Wolfgang würde am nächsten Nachmittag eintreffen, oder irgendwann, wenn er wegkonnte. Vielleicht kam dann Klarheit?

Ezra trug Krüge und Gläser zurück in den Raum, den sie Küche nannten, und blickte dabei aufmerksam um sich. Jeder kleinste Hinweis, jedes ungewöhnliche Moment konnte später von großer Bedeutung sein. Die letzten Journalisten tröpfelten aus dem Saal. Da kam wieder dieser Mann herein, den er seit dem frühen Morgen beobachtete. Er schlich herum und schrieb ständig konzentriert in ein kleines, schwarzes Buch. Dieses Buch musste einen, großen Wert darstellen, denn der ließ es keine Sekunde aus den Augen. Immer lag es neben seiner rechten Hand. Beim Frühstück, beim Sitzen in der Halle… Zwischendurch machte er Eintragungen. Er schrieb immer einige Zeilen und legte es dann wieder weg. Möglichst unschuldig hatte Ezra versucht, einen Blick auf das Heiligtum zu erhaschen. Das war aber nicht gelungen… Schließlich stand der Mann vor seinem Pult und wollte ein Zimmer. Gut, das war schließlich der Zweck eines Hotels.

Jetzt gerade konnte er dem kleinen schwarzen Buch nicht weiter auf den Grund gehen. Er musste zuerst einmal diese Psychologin finden und sie in ihr Zimmer bringen. Sie war in den Garten gegangen, hatte er bemerkt, oder dorthin, wo einst Garten gewesen war.

Ezra fragte sich, was man ihr erzählt hatte. Ihm hatte man gesagt, dass eine Psychologin käme und dabei helfen sollte, die Situation mit Frau Dr. Dilmon richtig einzuschätzen. Mehr nicht. Er fühlte sich in einem Sumpf von Geheimhaltung gefangen und hatte sein Wespennest zu hüten…

Er traf die Gesuchte langsam zwischen den Häusern wandernd. Gerade war sie stehen geblieben und schaute mit Staunen auf das Haus, durch das der Baum gewachsen war. In den Hang hinein gebaut war eines dieser Fachwerk-Konstrukte. Daneben lagen noch Balken und Steine von einst verstreut. Man hatte sie in der Wiese vergessen. Sie waren liegen geblieben und inzwischen waren Bäume gewachsen und zogen ihre Wurzeln durch den Boden.
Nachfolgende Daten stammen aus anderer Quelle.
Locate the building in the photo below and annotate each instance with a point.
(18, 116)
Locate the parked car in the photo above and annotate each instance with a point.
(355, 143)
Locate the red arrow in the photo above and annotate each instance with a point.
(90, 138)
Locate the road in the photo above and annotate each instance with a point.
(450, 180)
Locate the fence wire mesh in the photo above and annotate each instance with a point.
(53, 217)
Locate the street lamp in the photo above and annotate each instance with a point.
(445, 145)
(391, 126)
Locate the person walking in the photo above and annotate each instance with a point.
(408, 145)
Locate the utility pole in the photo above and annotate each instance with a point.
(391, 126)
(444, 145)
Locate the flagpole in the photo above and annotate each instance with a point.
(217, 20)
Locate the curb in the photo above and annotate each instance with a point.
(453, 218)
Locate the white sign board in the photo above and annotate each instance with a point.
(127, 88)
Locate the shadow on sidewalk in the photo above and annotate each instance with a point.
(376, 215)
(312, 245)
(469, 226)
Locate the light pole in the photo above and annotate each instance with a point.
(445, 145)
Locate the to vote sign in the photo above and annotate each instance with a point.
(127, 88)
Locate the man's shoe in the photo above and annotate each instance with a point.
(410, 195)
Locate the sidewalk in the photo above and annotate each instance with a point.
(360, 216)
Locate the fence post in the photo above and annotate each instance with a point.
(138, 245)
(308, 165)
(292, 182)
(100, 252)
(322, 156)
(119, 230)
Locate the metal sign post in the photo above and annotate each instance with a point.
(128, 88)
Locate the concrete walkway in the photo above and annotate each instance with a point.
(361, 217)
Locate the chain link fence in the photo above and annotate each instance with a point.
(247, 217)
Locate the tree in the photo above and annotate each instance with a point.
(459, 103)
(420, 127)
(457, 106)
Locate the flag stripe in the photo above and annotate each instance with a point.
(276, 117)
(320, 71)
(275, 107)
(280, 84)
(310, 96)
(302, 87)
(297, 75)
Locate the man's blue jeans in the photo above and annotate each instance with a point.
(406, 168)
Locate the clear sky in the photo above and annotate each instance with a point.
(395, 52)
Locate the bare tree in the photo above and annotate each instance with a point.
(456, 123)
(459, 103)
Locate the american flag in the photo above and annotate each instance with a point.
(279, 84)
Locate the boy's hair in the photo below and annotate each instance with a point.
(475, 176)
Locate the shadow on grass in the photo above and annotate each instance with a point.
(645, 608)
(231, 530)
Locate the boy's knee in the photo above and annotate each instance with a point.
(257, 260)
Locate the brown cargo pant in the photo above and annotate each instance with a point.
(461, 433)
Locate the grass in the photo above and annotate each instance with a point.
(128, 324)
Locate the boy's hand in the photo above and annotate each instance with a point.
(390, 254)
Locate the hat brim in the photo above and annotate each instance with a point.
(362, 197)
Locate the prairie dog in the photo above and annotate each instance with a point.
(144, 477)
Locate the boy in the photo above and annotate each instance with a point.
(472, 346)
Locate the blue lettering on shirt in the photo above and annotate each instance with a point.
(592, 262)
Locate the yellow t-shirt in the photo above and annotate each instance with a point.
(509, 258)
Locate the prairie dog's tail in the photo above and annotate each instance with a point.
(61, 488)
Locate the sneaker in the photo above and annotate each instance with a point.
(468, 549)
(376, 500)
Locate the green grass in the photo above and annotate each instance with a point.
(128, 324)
Sie hatten sich breite Stämme zugelegt und mächtige Laubdächer umschlossen die alten Häuser.

Man baute die Häuser einst wofür? Meierhof, Wirtshaus, oder Hotel? Schichtmauern: Einige schwere Quader lagen noch zwischen den Waldriesen, früher ein günstiger, solider Unterbau. Darüber wuchsen leichtfüßig die Holz-unterteilten Wände in die Höhe mit Fenstern in dunklen Rahmen. Auf jeden Fall hatten sie einst eine Aussicht gehabt – wohl auf den Fluss und das Dorf, das in der Tiefe unter den Häusern lag – eine schöne Aussicht. Dann waren vielleicht unruhige Zeiten gekommen und das Haus wurde vergessen - es wuchs in den Wald ein. Er überwucherte in Jahrzehnten die Wände, die Dächer und, wie man sehen konnte, sogar das Innere der Gebäude, weil die Menschen es verlassen hatten waren Berggeister eingezogen. Waren die Bäume Parasiten? Nein. Der Berggeist hatte Samen gebracht, hatte sein Kind an den Ort gesetzt und es spielen lassen. Es schaute aus jedem Baum und erzählte von seinem Alter: Neunmal Wiese und neunmal Wald – bin neunmal so viel Jahre alt… Menschenwerk war in die Zeit eingewachsen, Blatt für Blatt, Jahr für Jahr.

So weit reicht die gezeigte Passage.